Geholfen auf dem Weg zurück in die eigene Wohnung haben ihm die Mitarbeiter der BetreuWo. Der Klever Verein bietet ambulante Hilfe für Menschen mit Körper- und Mehrfachbehinderung ebenso, wie Hilfe nach einer Hirnschädigung durch einen Unfall oder Krankheit wie einem Schlaganfall, betreut werden auch Menschen mit psychischer und geistiger Behinderung. "Unser Angebot ist immer ambulant. Wir wollen unseren Kunden so viel Selbstbestimmung bieten, wie möglich und so viel Betreuung wie nötig geben", sagt Gabriele Nellessen vom hauptamtlichen Vorstand des Vereins.

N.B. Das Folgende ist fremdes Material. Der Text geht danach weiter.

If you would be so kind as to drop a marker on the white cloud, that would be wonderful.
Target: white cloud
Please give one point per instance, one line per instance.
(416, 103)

Christiane Wintjens, Wolfgang Wachholz und Gabriele Nellessen . FOTO: eve

Die BetreuWo-Mitarbeiter organisieren Hausgemeinschaften. Sie mietet die Räume an oder garantiert die Mietzahlung. In den Wohnungen betreuen die Pädagogen der BetreuWo die hilfsbedürftigen Menschen, beraten bei Behördengängen. Wer welche Hilfen benötig, wird von einem Fallmanager des Vereins zusammen mit dem Betroffenen ermittelt und muss vom Sozialhilfeträger genehmigt werden. Denn die Hilfe wird über die örtlichen Sozialhilfeträger und vom Landschaftsverband Rheinland als überörtlichen Sozialhilfeträger finanziert. Und nicht wenige tragen ihren eigenen Anteil hinzu, wenn sie über eigene Mittel verfügen oder wieder einer Arbeit nachgehen können. Vor allem aber bestimmen sie selbst in ihren eigenen vier Wänden über ihr Leben. So, wie unmittelbar hinter der BetreuWo-Verwaltung am Treppkesweg in Kleve. Sieben Türen führen dort zu sieben Wohnungen, dahinter gehen sieben Terrassen in sieben kleine Gärten über. Vorne schützt der Verwaltungsbau die Eingänge, so dass sich ein geschlossener Hof bildet. Ein Treffpunkt für die Bewohner.

"Wir helfen beim Lebensalltag", sagt Christiane Wintjens. Die Sozialpädagogin bereitet das neue Projekt der BetreuWo in den neuen Wohnhäusern auf dem Gelände des ehemaligen Schweizerhauses vor. "Wir werden auch hier zeigen, dass eine Rund-um-die-Uhr Betreuung ambulant und in ganz normalen Mietobjekten möglich ist, in denen auch Menschen ohne Behinderung leben. Sieben Tage die Woche, 24 Stunden lang", sagt Wintjens.

Gegründet wurde die BetreuWo Ende der 1990er Jahre, als Eltern von Kindern der LVR-Bonhöfer-Schule für Körperbehinderte in Bedburg-Hau nach Abschluss der Schule eine Bleibe für ihren Nachwuchs sorgte. Mann der ersten Stunde war damals Wolfgang Wachholz, dessen Sohn heute immer noch in einem Wohnobjekt der BetreuWo lebt. "Wir wollten damals eine Möglichkeit finden, dass unser Sohn möglichst eigenständig leben kann und nicht gleich in ein Heim ziehen muss", erinnert sich Wachholz, der im Aufsichtsrat der BetreuWo ist. Es gelang, mehrere kleine Wohnungen und einen Gemeinschaftsraum zu mieten. Fünf Menschen mit Behinderung zogen ein. Seit 2005 heißt der Verein BetreuWo, seit 2011 gibt es eine Dependance in Wesel. "Die Nachfrage von Weselern nach Wohnangeboten vor Ort wuchs stetig - wir haben in Wesel zwei Wohnprojekte und Betreutes Einzelwohnen", sagt Nellessen.

100 Mitarbeiter hat die BetreuWo. 97 Menschen werden in den Bereichen Wohnen und Freizeit betreut. 58 Menschen mit Behinderung leben in ihren eigenen Wohnungen in sieben Wohnprojekten mit Gemeinschafstraum und Gemeinschaftsaktivitäten, sagt Nellessen. Weitere 39 Menschen werden außerhalb der Wohnprojekte in ihren Wohnungen betreut. Allen soll möglichst Eigenständigkeit geboten werden: "Wir bieten Hilfe zur Selbsthilfe", sagt Wintjens. Hilfe, die individuell und bedarfsgerecht ausgerichtet ist.